We’d like to keep learning and teaching, and in the spirit of making African conservation more visible and accessible, will be writing up a few posts with real-world examples of how you can use Google mapping technology in your day-to-day work – and how you can add this into your MAPA Project bubble, of course (where appropriate).
We’re planning to run a post every fortnight, and have a few planned based on some of the feedback we received from this and previous workshops. However, we’d like to make sure that we write about the topics that you’re interested in – so we’ll need you to tell us what you would like to hear about! You can let us know by submitting your topic using this short form. We’ll choose a selection of suggestions for the series.
In the meantime, here are the posts that we already have on the cards (one has already been posted):
- Tanzanian tracks & tours. In this blog post we looked very briefly at how you can use narrated Google Earth tours to guide the way your audience engage with your story. Read it here.
- Google Earth unplugged: using material you’ve created in Google Earth offline and in presentations.
- GPS collar data and GPS tracks: mapping and animating tabular collar data and GPS tracks in Google Earth.
- Using Fusion Tables to host your data online and how to share this with colleagues and collaborators.
- Mapping it forward: Teaching your colleagues and students how to use Google mapping tools.
If you’re a bit nervous of diving into mapping and visualising your information using the Google Geo tools, we suggest that you start out by reading these two blog posts (part 1, part 2) by Google Earth Outreach. We’ll keep you updated about training opportunities on this blog, and on our Facebook and Twitter accounts, but if you’re keen to get started, there is great material to guide you step by step along the way on the Google Earth Outreach tutorial page. There is no need to wait for us!
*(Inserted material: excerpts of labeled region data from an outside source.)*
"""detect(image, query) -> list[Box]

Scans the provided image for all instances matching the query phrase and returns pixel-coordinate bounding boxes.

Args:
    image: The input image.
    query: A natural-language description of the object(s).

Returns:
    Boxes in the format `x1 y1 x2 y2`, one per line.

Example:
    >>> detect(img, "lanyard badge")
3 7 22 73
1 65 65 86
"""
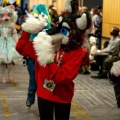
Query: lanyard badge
43 80 56 92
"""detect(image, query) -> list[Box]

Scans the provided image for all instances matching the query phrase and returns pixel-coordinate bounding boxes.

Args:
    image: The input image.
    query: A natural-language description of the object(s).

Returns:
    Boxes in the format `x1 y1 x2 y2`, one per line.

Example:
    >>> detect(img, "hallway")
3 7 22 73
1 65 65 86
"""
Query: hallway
0 63 120 120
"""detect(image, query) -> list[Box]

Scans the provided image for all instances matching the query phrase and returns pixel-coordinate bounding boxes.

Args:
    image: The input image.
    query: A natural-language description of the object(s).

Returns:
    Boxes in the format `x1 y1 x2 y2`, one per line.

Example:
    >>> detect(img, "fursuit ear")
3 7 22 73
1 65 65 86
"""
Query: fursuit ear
76 13 91 30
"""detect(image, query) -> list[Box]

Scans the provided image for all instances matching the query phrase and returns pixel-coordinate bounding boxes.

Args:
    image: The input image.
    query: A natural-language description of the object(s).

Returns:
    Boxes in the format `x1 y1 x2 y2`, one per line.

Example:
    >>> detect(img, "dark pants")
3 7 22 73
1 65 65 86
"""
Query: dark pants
27 58 37 105
38 97 71 120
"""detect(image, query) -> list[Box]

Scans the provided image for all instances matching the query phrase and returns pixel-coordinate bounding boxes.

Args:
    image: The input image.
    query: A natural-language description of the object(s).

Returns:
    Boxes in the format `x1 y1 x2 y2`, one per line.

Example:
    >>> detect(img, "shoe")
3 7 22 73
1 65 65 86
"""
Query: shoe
26 98 31 109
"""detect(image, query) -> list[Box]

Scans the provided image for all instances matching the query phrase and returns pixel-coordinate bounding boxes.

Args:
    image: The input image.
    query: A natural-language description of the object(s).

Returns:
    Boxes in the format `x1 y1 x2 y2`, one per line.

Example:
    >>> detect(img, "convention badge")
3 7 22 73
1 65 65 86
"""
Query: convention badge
43 80 56 92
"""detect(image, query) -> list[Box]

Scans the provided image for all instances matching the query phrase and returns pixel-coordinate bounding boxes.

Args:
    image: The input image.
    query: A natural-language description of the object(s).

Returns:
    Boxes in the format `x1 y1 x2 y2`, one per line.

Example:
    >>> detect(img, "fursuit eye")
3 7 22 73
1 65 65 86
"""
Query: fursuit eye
60 28 70 36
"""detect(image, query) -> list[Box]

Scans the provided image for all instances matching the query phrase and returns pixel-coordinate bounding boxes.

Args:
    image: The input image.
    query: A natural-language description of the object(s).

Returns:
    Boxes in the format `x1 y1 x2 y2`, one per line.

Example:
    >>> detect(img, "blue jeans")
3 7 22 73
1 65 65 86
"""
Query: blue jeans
27 58 37 105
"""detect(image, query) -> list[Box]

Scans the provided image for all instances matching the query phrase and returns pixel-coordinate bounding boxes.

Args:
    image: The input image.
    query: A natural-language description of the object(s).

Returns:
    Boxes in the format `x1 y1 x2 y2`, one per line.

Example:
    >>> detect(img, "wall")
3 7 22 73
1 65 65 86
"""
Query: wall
29 0 65 13
102 0 120 38
83 0 104 10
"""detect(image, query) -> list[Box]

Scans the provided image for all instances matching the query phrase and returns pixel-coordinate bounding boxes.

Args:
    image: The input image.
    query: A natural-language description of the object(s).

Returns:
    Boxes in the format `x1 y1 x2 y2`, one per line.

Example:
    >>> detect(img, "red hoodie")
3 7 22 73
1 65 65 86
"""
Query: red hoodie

As for Arusha – we were absolutely overwhelmed by the friendly reception we received – thank you to everyone who made us feel so welcome. We’re also hugely indebted, as always, to Google – a big, big thank you to Google Earth Outreach for making this outing possible by co-sponsoring the workshops and to Jacqueline Rajuai from the Google Kenya office who hopped across the border to help run the sessions. Asante Sana!